その瞬間、涙が出そうになりました。結婚して40年以上、夫からそんな優しい言葉を聞いたのは初めてかもしれません。「ね」という一文字が、夫の本当の気持ちを伝えてくれました。形だけの謝罪ではなく、心からの感謝と愛情が込められていることが、痛いほど伝わってきました。
言葉は魔法のようなものです。たった一文字加えるだけで、冷たい言葉が温かい言葉に変わります。事務的な謝罪が、心のこもった謝罪に変わります。
でも、ただ「ね」を付けるだけではダメなんです。大切なのは、その言葉に心を込めること。相手の気持ちを理解しようとすること。本当に申し訳ないと思うこと。そういう気持ちがあって初めて、「ごめんね」という言葉が生きてくるんです。

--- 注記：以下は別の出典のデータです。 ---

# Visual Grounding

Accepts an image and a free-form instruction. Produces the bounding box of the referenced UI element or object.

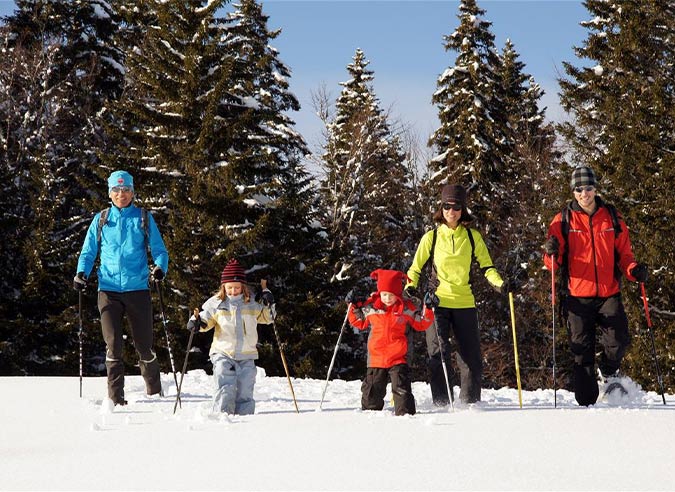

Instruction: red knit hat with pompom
[370,269,409,297]
[220,258,246,284]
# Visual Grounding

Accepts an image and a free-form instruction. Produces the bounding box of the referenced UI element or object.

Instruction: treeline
[0,0,675,391]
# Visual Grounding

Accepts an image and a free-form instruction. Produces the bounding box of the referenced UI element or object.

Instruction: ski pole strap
[640,282,652,329]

形だけの「ごめんね」は、すぐに見破られます。特に、長く一緒にいる相手には。口先だけで言っても、目を見ればわかります。声のトーンでわかります。だから、本当に心から謝る時に使う言葉なんですね。
私たちシニア世代は、これまで色々な経験をしてきました。喜びも、悲しみも、怒りも、後悔も。たくさんの感情を味わってきました。だからこそ、相手の気持ちを理解できるはずです。相手がどんな思いでいるか、想像できるはずです。
若い人たちは、スマートフォンのメッセージで「ごめん」「ごめんね」のやり取りをしています。文字だけのコミュニケーション。それはそれで便利なのでしょう。でも、私たちには、対面で言葉を交わす文化があります。相手の顔を見て、目を見て、声のトーンを感じながら話す。そういうコミュニケーションの中でこそ、「ごめんね」という言葉の温かさが伝わるんです。
ある介護施設で働く友人が言っていました。認知症が進んだお年寄りでも、「ごめん」と「ごめんね」の違いはわかるそうです。スタッフが何か失敗した時、「ごめん」と言うと、不機嫌そうな顔をする。でも「ごめんね」と優しく言うと、「いいのよ」と笑顔で許してくれる。言葉の持つ力は、記憶が薄れても残っているんですね。
孫たちにも、この違いを教えたいと思っています。今の子どもたちは、便利な世の中で育っています。何でもすぐに手に入る。謝罪も、スタンプ一つで済ませてしまう。でも、本当に大切な人との関係を築くには、心のこもった言葉が必要なんだということを、伝えていきたいです。
「おばあちゃん、ごめんとごめんねって、何が違うの?」孫に聞かれた時、私はこう答えました。「ごめん、は頭で謝ること。ごめんね、は心で謝ることよ」孫は最初、ポカンとしていましたが、少し考えてから「わかった。大切な人には、ごめんねって言うんだね」と言ってくれました。
子どもは素直です。教えたことを、すぐに実践してくれます。孫が友達と喧嘩して仲直りする時、ちゃんと「ごめんね」と言えている姿を見ると、嬉しくなります。この子は、人との温かい関係を築いていける子になるだろうと、確信できます。
振り返ってみれば、人生の中で一番大切だったのは、人との繋がりでした。仕事も大事、お金も大事、健康も大事。でも、最後に残るのは、人との思い出です。家族との思い出、友人との思い出、地域の人たちとの思い出。
その思い出を美しいものにするのも、苦いものにするのも、日々の言葉なんですね。些細な一言が、関係を壊すこともあれば、深めることもある。「ごめん」と「ごめんね」の違いは、小さいようで大きい。その違いに気づけたことは、私にとって大きな学びでした。
もし今、夫婦関係がギクシャクしている方がいらっしゃったら、ぜひ試してみてください。次に謝る時、「ごめんね」と言ってみてください。最初は照れくさいかもしれません。でも、その一言が、凍りついた関係を溶かすきっかけになるかもしれません。
友人関係でも同じです。ちょっとした行き違いで気まずくなっている相手がいたら、「あの時はごめんね」と声をかけてみてください。きっと、相手も待っていたはずです。温かい言葉を、心のこもった謝罪を。
私たちシニア世代には、もう残された時間がそれほど多くないかもしれません。だからこそ、一日一日を大切に生きたい。そして、大切な人たちとの時間を、温かい言葉で満たしていきたい。
「ごめんね」という小さな言葉が、人生を豊かにしてくれる。そのことに気づけて、本当に良かったと思っています。皆さんも、ぜひ今日から、意識して使ってみてください。きっと、周りの人たちの反応が変わります。そして、自分自身の心も、優しくなっていくのを感じられるはずです。